In contrast, the legacy of the EU will surely be almost all documentary, including an Accord between the Hampshire County Council and Lower Normandy signed on October 26, 1989, in a flush of enthusiasm for a new era. Photos and press cuttings show how enthusiastically the 10th anniversary was later greeted in 1999 in Caen. Upper and Lower Normandy rejoined in 2016 and the Accord has now lapsed.

Historically, the most obvious legacy in the county is Norman: for at least 300 years the official working language was French. The Norman kings, with a palace in Winchester, reigned over huge parts of England and France. Many French abbeys had so-called “alien priories” in Hampshire – at Hamble, Hayling Island, Andover, Monk Sherborne, Ellingham, as well as on the Isle of Wight.

Hereafter, links with France centred around war and religion. Henry V suppressed the priories and with his army left from Southampton in 1415 in a bid to regain lost territories. The forts at Southsea, Hurst Point and elsewhere along the south coast were later built by Henry VIII to keep out the French.

In the mid-1700s, during the Anglo-Dutch Wars and the Seven Years War many prisoners-of-war were brought to the county. And later thousands more from the Napoleonic Wars and the American War of Independence were incarcerated here. The ranks were held in hulks in Portsmouth Harbour, in Portchester Castle and in the unfinished Kings House built for Charles II at Winchester. Officers, however, were often allowed free rein. Some were buried with dignity in English graveyards, as at St John’s church, Alresford.

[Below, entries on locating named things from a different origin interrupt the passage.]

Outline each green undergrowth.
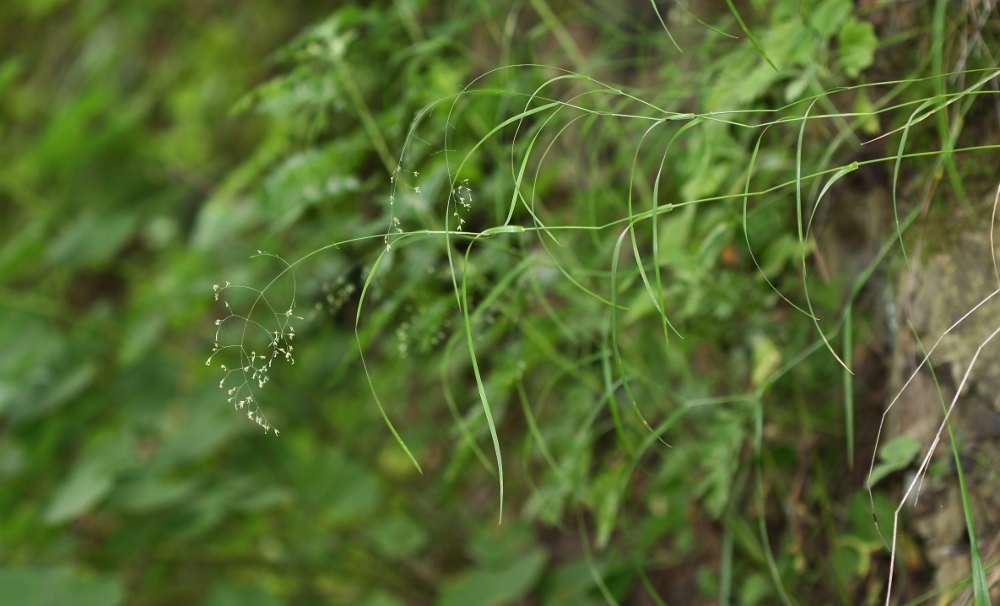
[0,0,998,606]
[205,1,997,604]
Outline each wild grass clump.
[208,1,1000,604]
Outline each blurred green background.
[0,0,997,606]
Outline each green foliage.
[0,0,989,606]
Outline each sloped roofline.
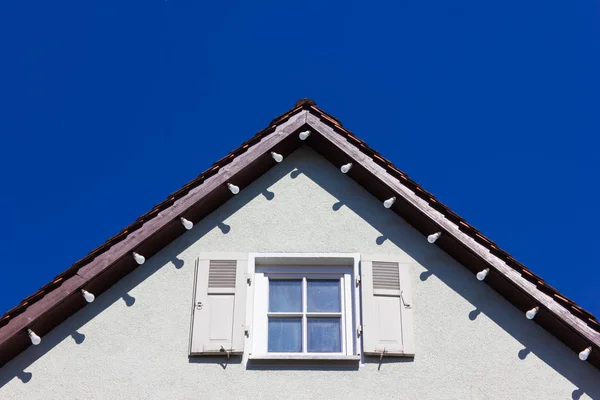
[0,99,600,368]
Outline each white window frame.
[245,253,361,360]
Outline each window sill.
[248,354,360,363]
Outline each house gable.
[0,147,600,399]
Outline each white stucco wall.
[0,149,600,400]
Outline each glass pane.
[307,318,342,353]
[269,317,302,353]
[306,280,341,312]
[269,279,302,312]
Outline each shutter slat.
[360,255,414,356]
[190,253,248,355]
[208,260,237,288]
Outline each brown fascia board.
[0,99,600,368]
[0,110,308,365]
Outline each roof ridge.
[0,98,600,365]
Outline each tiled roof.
[0,99,600,368]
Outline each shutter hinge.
[400,290,411,308]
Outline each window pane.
[307,318,342,353]
[269,279,302,312]
[306,280,341,312]
[269,318,302,353]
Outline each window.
[189,253,415,362]
[250,255,358,359]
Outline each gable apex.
[0,99,600,368]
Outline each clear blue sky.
[0,0,600,315]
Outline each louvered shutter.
[190,253,248,355]
[360,255,415,356]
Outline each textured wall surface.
[0,149,600,400]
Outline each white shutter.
[190,253,248,355]
[360,255,415,356]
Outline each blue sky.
[0,0,600,315]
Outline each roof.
[0,99,600,368]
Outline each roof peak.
[294,97,317,108]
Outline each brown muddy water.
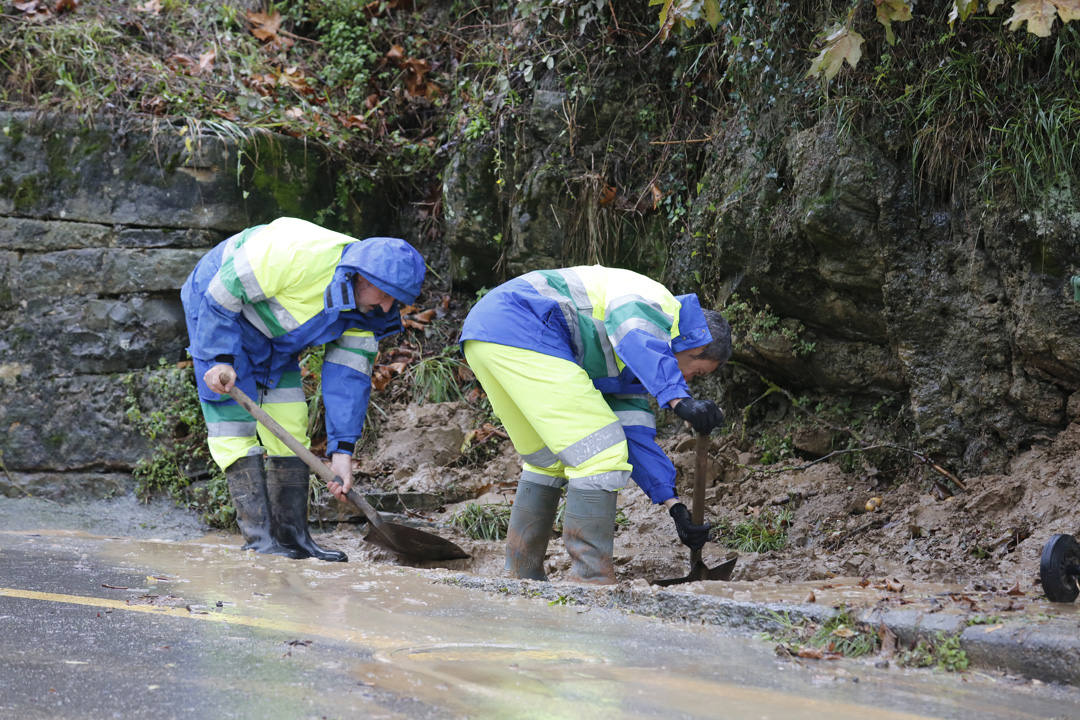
[0,501,1080,720]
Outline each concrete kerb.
[438,573,1080,684]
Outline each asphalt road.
[0,500,1080,720]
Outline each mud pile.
[319,403,1080,593]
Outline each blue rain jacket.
[180,218,424,454]
[459,266,713,503]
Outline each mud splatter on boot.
[563,487,619,585]
[505,479,563,580]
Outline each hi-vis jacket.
[180,218,424,454]
[460,266,712,503]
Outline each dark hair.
[697,310,731,365]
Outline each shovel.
[229,385,469,560]
[652,433,739,587]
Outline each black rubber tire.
[1039,534,1080,602]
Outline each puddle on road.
[0,531,1075,720]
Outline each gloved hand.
[675,397,724,435]
[667,500,712,551]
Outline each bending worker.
[180,218,424,561]
[460,266,731,584]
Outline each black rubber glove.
[675,397,724,435]
[667,500,712,551]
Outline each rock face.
[0,112,341,497]
[0,70,1080,494]
[444,78,1080,473]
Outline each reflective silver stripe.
[262,298,300,332]
[611,317,671,344]
[522,470,566,488]
[556,420,626,467]
[323,348,372,375]
[206,420,255,437]
[522,446,558,467]
[333,335,379,353]
[592,317,619,378]
[259,388,308,403]
[522,272,588,363]
[206,273,243,312]
[615,410,657,429]
[558,270,619,378]
[232,247,267,303]
[241,305,273,338]
[569,470,630,492]
[607,295,675,325]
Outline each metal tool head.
[652,555,739,587]
[364,521,469,560]
[1039,534,1080,602]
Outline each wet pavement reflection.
[0,529,1080,720]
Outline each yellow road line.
[0,587,380,649]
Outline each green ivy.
[124,358,235,528]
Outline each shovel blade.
[651,555,739,587]
[364,521,469,560]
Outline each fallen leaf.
[1005,0,1057,38]
[874,0,911,45]
[807,25,865,82]
[336,116,370,130]
[1051,0,1080,23]
[199,50,217,74]
[649,182,664,209]
[878,623,896,657]
[247,10,293,47]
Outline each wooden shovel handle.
[221,385,383,528]
[690,433,708,525]
[690,433,708,573]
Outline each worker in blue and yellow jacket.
[180,218,424,561]
[460,266,731,584]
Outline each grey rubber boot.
[267,458,349,562]
[225,454,308,559]
[563,487,619,585]
[507,480,563,580]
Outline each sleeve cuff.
[326,440,356,456]
[657,385,690,410]
[649,488,678,505]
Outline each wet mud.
[0,529,1077,720]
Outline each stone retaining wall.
[0,112,341,498]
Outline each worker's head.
[352,273,394,312]
[675,310,731,382]
[326,237,426,312]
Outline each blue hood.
[326,237,427,309]
[672,293,713,353]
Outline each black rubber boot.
[507,480,563,580]
[563,487,619,585]
[225,454,308,559]
[267,458,349,562]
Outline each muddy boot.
[563,487,619,585]
[267,458,349,562]
[507,480,563,580]
[225,454,308,559]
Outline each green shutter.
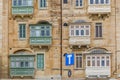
[37,54,44,69]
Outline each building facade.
[0,0,120,80]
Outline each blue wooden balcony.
[30,37,52,45]
[12,6,34,15]
[10,68,35,77]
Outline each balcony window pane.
[76,30,79,36]
[18,0,22,6]
[36,30,40,37]
[28,0,33,6]
[80,0,83,6]
[46,30,50,36]
[11,62,15,68]
[106,0,109,4]
[13,0,17,6]
[29,62,34,68]
[95,0,99,4]
[63,0,68,4]
[25,62,29,67]
[41,30,45,36]
[23,0,27,6]
[30,30,35,37]
[100,0,104,4]
[86,30,89,36]
[71,30,74,36]
[81,30,84,36]
[90,0,94,4]
[20,62,24,67]
[76,0,79,6]
[76,54,82,68]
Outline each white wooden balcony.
[88,4,111,13]
[85,67,110,77]
[69,36,90,45]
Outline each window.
[95,23,102,37]
[39,0,47,8]
[10,56,34,68]
[76,54,82,68]
[90,0,94,4]
[63,0,68,4]
[76,0,83,7]
[70,25,90,36]
[30,25,51,37]
[19,24,26,38]
[12,0,33,6]
[87,57,91,66]
[37,54,44,69]
[89,0,110,4]
[86,55,110,67]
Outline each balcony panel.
[85,67,110,77]
[12,6,33,15]
[69,36,90,45]
[30,37,52,45]
[10,68,34,76]
[88,5,111,13]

The huge dockyard at Portsmouth and the city in general grew in response to these threats. After the French Revolution, vain efforts were made to prevent war by Hampshire grandees and others, including James Harris, 1st Earl of Malmesbury, and William Wickham, as documented at length in the Hampshire Record Office.

Although religious links with the Continent can be summed up as “Protestant versus Catholic”, the reality was more complex. The French Revolution led to Catholic priests fleeing to England to escape persecution. Hundreds were accommodated in Winchester in the same place that had held prisoners, the Kings House. A plaque in St Peter’s Catholic Church in the city tells (in Latin) of “the generous British nation” and the “voluntary subscription of all ranks of men” in supporting the refugees.

In the previous century it had been French Protestant refugees. They were allowed to practise their religion freely in France until 1685, when they had to choose between Catholicism, death or exile! Many came to Hampshire: Henri de Portal from Poitiers set up a paper-making business on the river Test and the ancestors of Thomas Garnier, dean of Winchester, became seated at Rookesbury Park, Wickham.

There are so many more links with Europe to be found in the county, including the French church of St Julien in Southampton, and St Michael’s Abbey, Farnborough, founded by Empress Eugénie as a mausoleum for her husband Napoleon III. And then there is the last century, when friends and foes were shuffled!